In Dubai angekommen sind wir erstmal am Verhungern. Wir müssen dringend etwas essen und finden ein chinesisches Restaurant. Das ist ganz lustig, denn man bestellt sich seine Sachen und kann sich die dann auf der tischeigenen Kochplatte selbst zubereiten. Oder kann Sachen dort weiter köcheln lassen. Da wir aber gerade noch wenig experimentierfreudig sind, haben wir nur ein paar kleine Fleisch-Spieße bestellt, mit denen man gar nichts mehr machen muss. Außerdem wollten wir auch nicht so viel Zeit mit dem Essen verplempern, sondern gleich die Stadt erkunden.

Essstäbchen und Kochplatte

Ich weiß nicht mehr, was genau ich da bestellt hatte, aber die eine Sorte Spieße schmeckte nach gar nichts, hatte dafür aber die Konsistenz eines Fahrradreifens. Als kaute man auf Gummi herum. Man konnte es gar nicht essen, weil man nur mit den Zähnen darauf herumqietschte, es aber nicht zu zerkleinern war.
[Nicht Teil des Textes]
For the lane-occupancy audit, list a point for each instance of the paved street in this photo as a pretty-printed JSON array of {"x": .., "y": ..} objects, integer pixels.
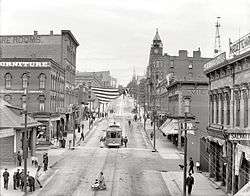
[{"x": 134, "y": 170}]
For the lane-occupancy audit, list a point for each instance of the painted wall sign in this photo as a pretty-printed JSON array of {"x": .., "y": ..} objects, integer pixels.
[
  {"x": 20, "y": 39},
  {"x": 215, "y": 61},
  {"x": 239, "y": 136},
  {"x": 240, "y": 45}
]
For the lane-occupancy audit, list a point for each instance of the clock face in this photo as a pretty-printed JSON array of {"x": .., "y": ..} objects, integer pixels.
[{"x": 156, "y": 51}]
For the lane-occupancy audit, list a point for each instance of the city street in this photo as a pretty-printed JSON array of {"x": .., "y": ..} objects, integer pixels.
[{"x": 134, "y": 170}]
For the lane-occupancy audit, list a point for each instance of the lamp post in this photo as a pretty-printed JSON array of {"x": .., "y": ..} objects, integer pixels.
[{"x": 187, "y": 101}]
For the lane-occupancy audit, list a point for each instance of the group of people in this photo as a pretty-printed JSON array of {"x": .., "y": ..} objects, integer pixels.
[{"x": 19, "y": 179}]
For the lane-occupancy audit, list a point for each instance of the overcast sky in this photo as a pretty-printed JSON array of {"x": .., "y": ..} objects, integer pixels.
[{"x": 116, "y": 35}]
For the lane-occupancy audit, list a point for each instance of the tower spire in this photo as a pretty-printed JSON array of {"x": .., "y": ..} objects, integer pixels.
[{"x": 217, "y": 46}]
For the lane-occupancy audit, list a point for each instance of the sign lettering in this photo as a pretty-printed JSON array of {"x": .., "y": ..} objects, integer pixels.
[
  {"x": 20, "y": 39},
  {"x": 215, "y": 61},
  {"x": 240, "y": 45}
]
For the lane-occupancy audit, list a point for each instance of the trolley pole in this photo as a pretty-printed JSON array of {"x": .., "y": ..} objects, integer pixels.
[{"x": 25, "y": 147}]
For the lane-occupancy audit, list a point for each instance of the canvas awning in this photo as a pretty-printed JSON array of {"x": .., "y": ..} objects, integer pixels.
[
  {"x": 6, "y": 132},
  {"x": 244, "y": 191},
  {"x": 170, "y": 127}
]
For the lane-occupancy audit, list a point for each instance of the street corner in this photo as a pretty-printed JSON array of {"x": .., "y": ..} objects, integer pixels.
[{"x": 202, "y": 186}]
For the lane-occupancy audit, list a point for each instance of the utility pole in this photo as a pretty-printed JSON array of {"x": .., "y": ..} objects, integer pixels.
[{"x": 25, "y": 147}]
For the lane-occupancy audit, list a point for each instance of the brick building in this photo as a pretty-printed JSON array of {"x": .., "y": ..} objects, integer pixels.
[
  {"x": 229, "y": 119},
  {"x": 48, "y": 63}
]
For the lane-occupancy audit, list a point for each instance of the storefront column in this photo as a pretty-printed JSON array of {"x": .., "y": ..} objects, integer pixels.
[
  {"x": 229, "y": 167},
  {"x": 233, "y": 170}
]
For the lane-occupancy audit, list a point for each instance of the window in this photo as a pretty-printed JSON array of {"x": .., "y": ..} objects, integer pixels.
[
  {"x": 25, "y": 80},
  {"x": 228, "y": 109},
  {"x": 222, "y": 109},
  {"x": 24, "y": 102},
  {"x": 42, "y": 79},
  {"x": 217, "y": 109},
  {"x": 237, "y": 123},
  {"x": 7, "y": 98},
  {"x": 41, "y": 103},
  {"x": 245, "y": 110},
  {"x": 8, "y": 81}
]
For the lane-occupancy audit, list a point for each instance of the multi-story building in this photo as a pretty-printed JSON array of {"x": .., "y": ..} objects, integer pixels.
[
  {"x": 48, "y": 64},
  {"x": 96, "y": 79},
  {"x": 229, "y": 118},
  {"x": 169, "y": 79}
]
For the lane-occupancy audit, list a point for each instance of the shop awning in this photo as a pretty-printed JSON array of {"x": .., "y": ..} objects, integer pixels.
[
  {"x": 244, "y": 191},
  {"x": 6, "y": 132},
  {"x": 170, "y": 127},
  {"x": 215, "y": 139}
]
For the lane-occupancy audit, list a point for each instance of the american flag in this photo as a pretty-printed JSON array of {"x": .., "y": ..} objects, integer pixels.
[{"x": 105, "y": 95}]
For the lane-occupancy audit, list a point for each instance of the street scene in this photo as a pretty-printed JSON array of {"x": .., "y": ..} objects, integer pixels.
[{"x": 124, "y": 98}]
Moderne trifft auf Tradition

Anschließend ging es aber dann los. Wie erkundet man denn so eine neue Stadt? Wir, indem wir einfach drauf los gehen. Wir kamen zum Dubai Creek, der durch die Stadt fließt. Mitten zwischen unzähligen, modernsten Wolkenkratzern fahren hier motorisierte Holzboote als Wassertaxi von einem zum anderen Ufer und bringen die Leute rüber. Sieht richtig un-modern aus, hilft aber wenigstens, etwas arabisches Flair zur Stadt beizutragen.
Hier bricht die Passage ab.